The Allgemeine musikalische Zeitung received no less
than three reviews of it, two of them—that
of Schumann and one by “an old musician”—were
accepted and inserted in the same number of the paper
(1831, Vol. xxxiii., No. 49); the third, by Friedrich
Wieck, which was rejected, found its way in the following
year into the musical journal Caecilia. Schumann’s
enthusiastic effusion was a prophecy rather than a
criticism. But although we may fail to distinguish
in Chopin’s composition the flirting of the
grandee Don Juan with the peasant-girl Zerlina, the
curses of the duped lover Masetto, and the jeers and
laughter of the knavish attendant Leporello, which
Schumann thought he recognised, we all obey most readily
and reverently his injunction, “Hats off, gentlemen:
a genius!” In these words lies, indeed, the
merit of Schumann’s review as a criticism.

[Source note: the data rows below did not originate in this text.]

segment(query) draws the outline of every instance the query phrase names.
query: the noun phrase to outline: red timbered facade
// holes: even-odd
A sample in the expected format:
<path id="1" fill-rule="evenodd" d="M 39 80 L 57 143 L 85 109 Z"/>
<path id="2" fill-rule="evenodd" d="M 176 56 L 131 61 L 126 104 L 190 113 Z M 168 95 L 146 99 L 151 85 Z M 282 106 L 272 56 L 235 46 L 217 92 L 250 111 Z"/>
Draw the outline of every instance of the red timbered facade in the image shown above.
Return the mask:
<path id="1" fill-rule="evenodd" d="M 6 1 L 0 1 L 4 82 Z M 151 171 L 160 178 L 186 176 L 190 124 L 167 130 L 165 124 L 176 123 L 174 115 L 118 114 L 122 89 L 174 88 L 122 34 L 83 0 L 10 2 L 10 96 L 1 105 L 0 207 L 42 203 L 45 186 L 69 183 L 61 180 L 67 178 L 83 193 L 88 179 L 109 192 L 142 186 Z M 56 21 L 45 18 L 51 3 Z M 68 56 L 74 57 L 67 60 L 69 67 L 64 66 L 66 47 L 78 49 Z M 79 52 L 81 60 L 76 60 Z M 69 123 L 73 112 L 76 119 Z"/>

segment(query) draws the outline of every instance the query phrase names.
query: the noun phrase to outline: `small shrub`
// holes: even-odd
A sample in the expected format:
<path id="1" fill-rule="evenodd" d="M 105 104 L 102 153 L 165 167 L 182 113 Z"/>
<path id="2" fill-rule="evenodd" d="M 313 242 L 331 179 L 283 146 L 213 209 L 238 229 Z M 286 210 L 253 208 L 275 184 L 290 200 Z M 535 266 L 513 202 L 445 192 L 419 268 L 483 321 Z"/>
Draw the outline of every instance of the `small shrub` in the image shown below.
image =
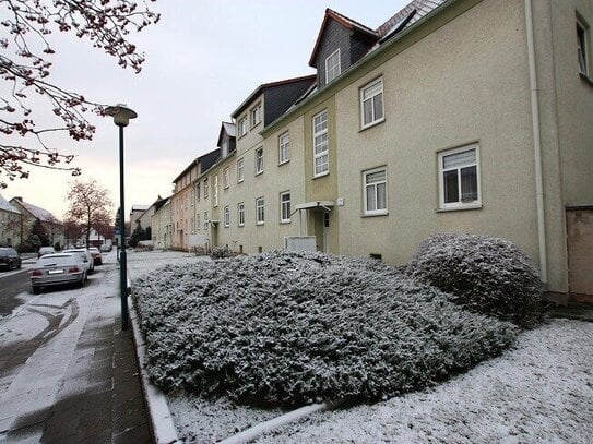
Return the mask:
<path id="1" fill-rule="evenodd" d="M 523 327 L 537 324 L 544 286 L 535 265 L 513 243 L 477 235 L 440 233 L 425 240 L 410 276 L 451 293 L 465 308 Z"/>
<path id="2" fill-rule="evenodd" d="M 379 261 L 270 252 L 134 287 L 152 381 L 253 405 L 384 399 L 508 347 L 517 328 Z"/>

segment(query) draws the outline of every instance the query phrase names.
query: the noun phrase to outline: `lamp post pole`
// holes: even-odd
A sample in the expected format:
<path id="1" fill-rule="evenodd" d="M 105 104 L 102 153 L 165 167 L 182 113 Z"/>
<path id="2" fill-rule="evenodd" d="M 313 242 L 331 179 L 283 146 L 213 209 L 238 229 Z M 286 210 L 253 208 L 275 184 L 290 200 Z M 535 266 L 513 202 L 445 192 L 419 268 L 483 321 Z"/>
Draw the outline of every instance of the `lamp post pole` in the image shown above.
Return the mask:
<path id="1" fill-rule="evenodd" d="M 128 329 L 128 261 L 126 257 L 126 215 L 123 213 L 126 208 L 123 199 L 123 128 L 128 127 L 130 119 L 134 119 L 138 115 L 126 107 L 126 105 L 107 107 L 105 113 L 112 116 L 114 123 L 119 128 L 119 287 L 121 298 L 121 329 Z"/>
<path id="2" fill-rule="evenodd" d="M 121 329 L 128 329 L 128 261 L 126 257 L 126 208 L 123 193 L 123 125 L 119 128 L 119 288 L 121 297 Z"/>

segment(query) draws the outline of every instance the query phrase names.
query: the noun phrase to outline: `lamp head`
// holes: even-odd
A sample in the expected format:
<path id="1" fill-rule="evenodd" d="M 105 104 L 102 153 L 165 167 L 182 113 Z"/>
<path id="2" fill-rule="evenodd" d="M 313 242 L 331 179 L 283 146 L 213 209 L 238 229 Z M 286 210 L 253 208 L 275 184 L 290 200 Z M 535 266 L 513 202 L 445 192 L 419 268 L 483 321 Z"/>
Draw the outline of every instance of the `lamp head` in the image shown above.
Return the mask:
<path id="1" fill-rule="evenodd" d="M 114 118 L 114 123 L 118 127 L 128 127 L 130 119 L 135 119 L 138 117 L 135 111 L 128 108 L 124 104 L 107 107 L 105 113 L 111 116 Z"/>

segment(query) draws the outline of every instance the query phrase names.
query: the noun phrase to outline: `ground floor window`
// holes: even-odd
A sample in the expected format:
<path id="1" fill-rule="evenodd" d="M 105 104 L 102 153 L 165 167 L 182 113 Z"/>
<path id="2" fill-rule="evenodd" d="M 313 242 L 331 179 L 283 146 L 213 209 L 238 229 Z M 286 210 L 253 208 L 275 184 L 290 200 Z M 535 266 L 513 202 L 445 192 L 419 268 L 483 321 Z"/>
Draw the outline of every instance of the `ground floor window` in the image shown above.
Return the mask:
<path id="1" fill-rule="evenodd" d="M 439 153 L 439 176 L 441 208 L 482 203 L 477 144 Z"/>
<path id="2" fill-rule="evenodd" d="M 225 206 L 223 214 L 225 227 L 228 228 L 230 226 L 230 209 L 228 209 L 228 205 Z"/>
<path id="3" fill-rule="evenodd" d="M 241 202 L 237 205 L 237 214 L 239 219 L 239 227 L 245 226 L 245 204 Z"/>
<path id="4" fill-rule="evenodd" d="M 387 168 L 363 171 L 364 214 L 376 216 L 387 214 Z"/>
<path id="5" fill-rule="evenodd" d="M 290 192 L 288 191 L 280 194 L 280 221 L 282 224 L 290 221 Z"/>
<path id="6" fill-rule="evenodd" d="M 263 197 L 256 199 L 256 224 L 263 225 L 265 221 Z"/>

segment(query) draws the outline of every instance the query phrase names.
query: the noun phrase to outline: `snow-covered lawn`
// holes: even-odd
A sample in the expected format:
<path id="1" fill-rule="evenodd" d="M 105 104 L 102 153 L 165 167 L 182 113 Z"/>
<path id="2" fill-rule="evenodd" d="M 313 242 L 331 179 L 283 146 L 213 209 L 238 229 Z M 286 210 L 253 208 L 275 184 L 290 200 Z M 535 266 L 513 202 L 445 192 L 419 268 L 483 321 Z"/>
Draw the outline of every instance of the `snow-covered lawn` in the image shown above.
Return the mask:
<path id="1" fill-rule="evenodd" d="M 162 261 L 163 260 L 163 261 Z M 204 260 L 132 253 L 132 276 Z M 430 389 L 319 412 L 258 442 L 589 443 L 593 436 L 593 323 L 550 320 L 502 356 Z M 194 396 L 169 397 L 180 437 L 213 442 L 282 415 Z"/>

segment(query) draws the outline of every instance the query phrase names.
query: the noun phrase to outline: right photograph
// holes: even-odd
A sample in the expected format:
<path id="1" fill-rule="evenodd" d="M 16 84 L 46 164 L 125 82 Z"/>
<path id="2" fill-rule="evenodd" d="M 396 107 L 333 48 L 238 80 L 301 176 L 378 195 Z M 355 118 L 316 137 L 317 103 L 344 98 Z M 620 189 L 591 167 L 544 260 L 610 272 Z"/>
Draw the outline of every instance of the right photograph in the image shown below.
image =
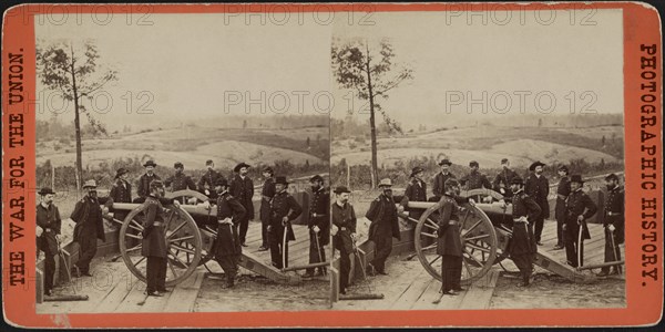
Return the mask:
<path id="1" fill-rule="evenodd" d="M 623 12 L 571 12 L 336 18 L 334 310 L 626 307 Z"/>

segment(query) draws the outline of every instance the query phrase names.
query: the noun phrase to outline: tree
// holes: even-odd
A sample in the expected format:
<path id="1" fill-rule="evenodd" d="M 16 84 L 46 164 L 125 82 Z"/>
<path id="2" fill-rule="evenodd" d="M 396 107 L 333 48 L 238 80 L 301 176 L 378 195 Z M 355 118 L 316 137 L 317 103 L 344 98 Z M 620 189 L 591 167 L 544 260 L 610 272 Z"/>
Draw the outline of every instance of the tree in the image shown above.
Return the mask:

Wieck felt and expressed nearly the same, only he
felt it less passionately and expressed it in the
customary critical style. The “old musician,”
on the other hand, is pedantically censorious, and
the redoubtable Rellstab (in the Iris) mercilessly
condemnatory. Still, these two conservative critics,
blinded as they were by the force of habit to the
excellences of the rising star, saw what their progressive
brethren overlooked in the ardour of their admiration—namely,
the super-abundance of ornament and figuration.
There is a grain of truth in the rather strong statement
of Rellstab that the composer “runs down the
theme with roulades, and throttles and hangs it with
chains of shakes.” What, however, Rellstab
and the “old musician”—for he,
too, exclaims, “nothing but bravura and figuration!”—did
not see, but what must be patent to every candid and
unprejudiced observer, are the originality, piquancy,
and grace of these fioriture, roulades, &c., which,
indeed, are unlike anything that was ever heard or
seen before Chopin’s time. I say “seen,”
for the configurations in the notation of this piece
are so different from those of the works of any other
composer that even an unmusical person could distinguish
them from all the rest; and there is none of the timid
groping, the awkward stumbling of the tyro. On
the contrary, the composer presents himself with an
ease and boldness which cannot but command admiration.